10 thoughts on “Vancouver Car 192, circa 1915

  1. I love seeing pre-War, pre-1920 images because they are relatively rare and they remind me of the lives of my grandparents and the rapid technological changes
    they experienced. In 1915, Portlanders depended heavily on public transportation
    for their mobility.

  2. Any idea where this was taken? As far as I can tell it’s north of Stafford and either 1.26 or 7.26 miles from Portland. It’s also interesting how many of the streetcar photos we have seen were shot on snowy days.

  3. Most likely Hayden Island, judging from the partially visible station sign. Remnants of the streetcar line’s trestle still can be seen out there.

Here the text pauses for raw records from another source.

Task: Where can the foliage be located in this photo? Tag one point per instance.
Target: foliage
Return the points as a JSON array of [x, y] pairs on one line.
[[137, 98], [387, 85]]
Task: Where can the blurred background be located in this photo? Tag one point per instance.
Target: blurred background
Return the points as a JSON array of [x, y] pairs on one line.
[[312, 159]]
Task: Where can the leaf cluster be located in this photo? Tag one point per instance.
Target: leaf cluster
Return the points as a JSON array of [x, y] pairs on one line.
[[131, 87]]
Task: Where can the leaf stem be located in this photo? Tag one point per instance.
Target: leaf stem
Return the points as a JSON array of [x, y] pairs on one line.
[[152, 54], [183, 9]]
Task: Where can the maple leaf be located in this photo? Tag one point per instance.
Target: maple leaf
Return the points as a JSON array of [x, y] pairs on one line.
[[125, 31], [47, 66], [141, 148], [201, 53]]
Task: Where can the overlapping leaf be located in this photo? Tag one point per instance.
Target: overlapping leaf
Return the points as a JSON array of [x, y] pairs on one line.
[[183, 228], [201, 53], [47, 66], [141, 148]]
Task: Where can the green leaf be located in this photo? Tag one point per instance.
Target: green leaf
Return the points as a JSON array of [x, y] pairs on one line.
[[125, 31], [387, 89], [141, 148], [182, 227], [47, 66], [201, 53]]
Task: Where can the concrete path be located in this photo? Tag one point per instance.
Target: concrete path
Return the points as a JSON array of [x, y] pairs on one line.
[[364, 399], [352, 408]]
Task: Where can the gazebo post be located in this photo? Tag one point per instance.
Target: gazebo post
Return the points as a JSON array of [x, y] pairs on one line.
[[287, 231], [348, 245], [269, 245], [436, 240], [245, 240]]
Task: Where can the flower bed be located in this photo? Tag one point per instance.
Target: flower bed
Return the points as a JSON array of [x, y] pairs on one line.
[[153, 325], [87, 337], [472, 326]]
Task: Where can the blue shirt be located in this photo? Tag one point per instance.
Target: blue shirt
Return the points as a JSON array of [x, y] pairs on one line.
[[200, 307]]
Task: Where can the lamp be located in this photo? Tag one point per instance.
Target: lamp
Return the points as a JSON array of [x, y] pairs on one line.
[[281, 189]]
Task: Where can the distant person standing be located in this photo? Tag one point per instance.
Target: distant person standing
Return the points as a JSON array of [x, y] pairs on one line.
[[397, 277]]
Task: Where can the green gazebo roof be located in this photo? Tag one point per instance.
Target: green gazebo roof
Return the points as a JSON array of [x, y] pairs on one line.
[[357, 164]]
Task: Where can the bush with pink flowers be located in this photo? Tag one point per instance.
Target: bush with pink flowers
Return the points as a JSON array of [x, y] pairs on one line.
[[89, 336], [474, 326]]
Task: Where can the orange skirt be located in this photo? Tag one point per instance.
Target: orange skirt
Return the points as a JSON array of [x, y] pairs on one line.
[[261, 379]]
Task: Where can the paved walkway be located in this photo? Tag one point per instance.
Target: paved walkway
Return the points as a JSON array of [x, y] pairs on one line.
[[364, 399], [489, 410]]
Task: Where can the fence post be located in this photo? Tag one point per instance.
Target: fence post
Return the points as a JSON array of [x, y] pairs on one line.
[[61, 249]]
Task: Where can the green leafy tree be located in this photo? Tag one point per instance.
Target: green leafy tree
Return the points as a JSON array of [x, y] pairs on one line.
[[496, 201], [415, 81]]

  4. Steven: I think this stop was located just south side of the Interstate bridge. Here the trolley tracks continued south and also peeled off to a long trestle that crossed the Columbia Slough to Faloma and headed south down Union Ave.

  5. I enjoy these pre-1920 photos, also. My grandma and great-aunt lived with their family on the corner of NE Rodney & Monroe St. They took the trolley to their jobs at Union Station.

  6. When I was a little girl my grandmother would take me to visit her parents who lived in Vancouver. It is a faint, almost dreamlike, memory of being on a streetcar on a high, narrow, trestle. I sat very still and away from the side of the car, afraid of it tipping over so high above water. Don’t know where we boarded the car in Portland or if there was a station in Vancouver. I am 84 and it was a long time ago but this memory is one of my earliest. Glad to know I didn’t imagine it.

  7. I agree also that this may be the Hayden Island station. The sign above their heads announces what could have said ‘Hayden Island Station’. The small lettering to the left says “to Portland 7.26 miles”. That’s an exact distance from Hayden Island to the center of downtown.

  8. What a surprise to look at the vintage picture today and see my grandfather. Claude Roach, 1988-1956. Ran street cars, & then drove buses with Rose City Transit for many years. Until he retired at 65.
    He had many friends on his bus lines. Regular riders would bring him cookies & gifts etc.

  9. Stafford is one block south of Lombard. North of Lombard streets are named after apples (Baldwin and Russet for example).